Blockade of the pressor response to angiotensins I and II in the bullfrog, Rana catesbeiana

Abstract

We examined the effects of three angiotensin II (AII) analogs, [Sar1,Ala8] AII, [Sar1,Ile8] AII, and [Sar1,Thr8] AII, phenoxybenzamine and captopril on the pressor response to angiotensins I (AI) and II (AII) and norepinephrine (NE) in the bullfrog, Rana catesbeiana.
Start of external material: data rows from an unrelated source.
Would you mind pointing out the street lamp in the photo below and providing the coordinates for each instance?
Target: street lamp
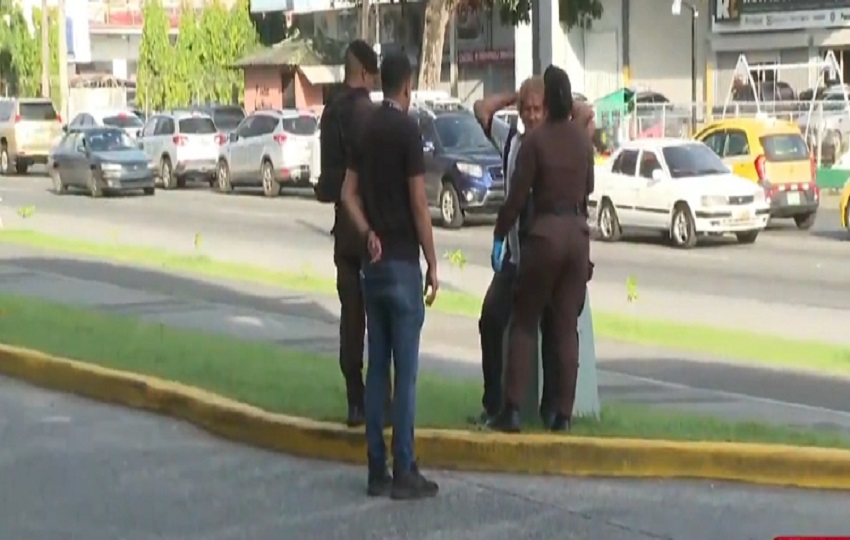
(677, 10)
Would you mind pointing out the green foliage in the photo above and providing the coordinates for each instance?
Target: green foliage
(155, 77)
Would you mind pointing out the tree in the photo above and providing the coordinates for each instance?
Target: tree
(187, 58)
(155, 72)
(439, 12)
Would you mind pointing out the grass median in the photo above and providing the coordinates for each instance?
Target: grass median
(723, 343)
(304, 384)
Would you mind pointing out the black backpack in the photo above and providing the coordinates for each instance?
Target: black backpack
(334, 146)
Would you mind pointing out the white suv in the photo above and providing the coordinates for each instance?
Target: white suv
(182, 146)
(268, 148)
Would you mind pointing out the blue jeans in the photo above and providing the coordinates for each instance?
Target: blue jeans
(395, 311)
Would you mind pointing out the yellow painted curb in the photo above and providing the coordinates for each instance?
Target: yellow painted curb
(446, 449)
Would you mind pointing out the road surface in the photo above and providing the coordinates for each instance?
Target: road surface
(76, 470)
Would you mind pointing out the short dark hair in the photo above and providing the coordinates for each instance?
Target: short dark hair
(360, 54)
(395, 72)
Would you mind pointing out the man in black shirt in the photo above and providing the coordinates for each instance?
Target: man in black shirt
(384, 193)
(341, 125)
Injection of AI and AII at 0.25, 0.5, and 1.0 micrograms/kg, or NE at 3 micrograms/kg elicited dose-dependent rises in blood pressure. [Sar1,Ile8] AII (10 micrograms/kg/min) significantly blocked the pressor effects of all AI and AII doses. [Sar1,Ala8] AII blocked only the highest dose, and [Sar1,Thr8] AII produced no blockade. Captopril (0.1 mg/kg bolus + 0.5 mg/kg/hr) significantly reduced the response to AI, but not AII or NE. Phenoxybenzamine (5-10 mg bolus + 1 mg/kg/hr) blocked NE, and partially inhibited (36-49%) the pressor effects of AI and AII. These results demonstrate that (1) [Sar1,Ile8] AII is a potent angiotensin antagonist in the bullfrog, while [Sar1,Ala8] AII is partially effective and [Sar1,Thr8] AII is largely ineffectual; (2) captopril is an effective converting enzyme inhibitor; and (3) a portion of the angiotensin response can be inhibited by alpha-receptor blockade and is apparently due to catecholamine release.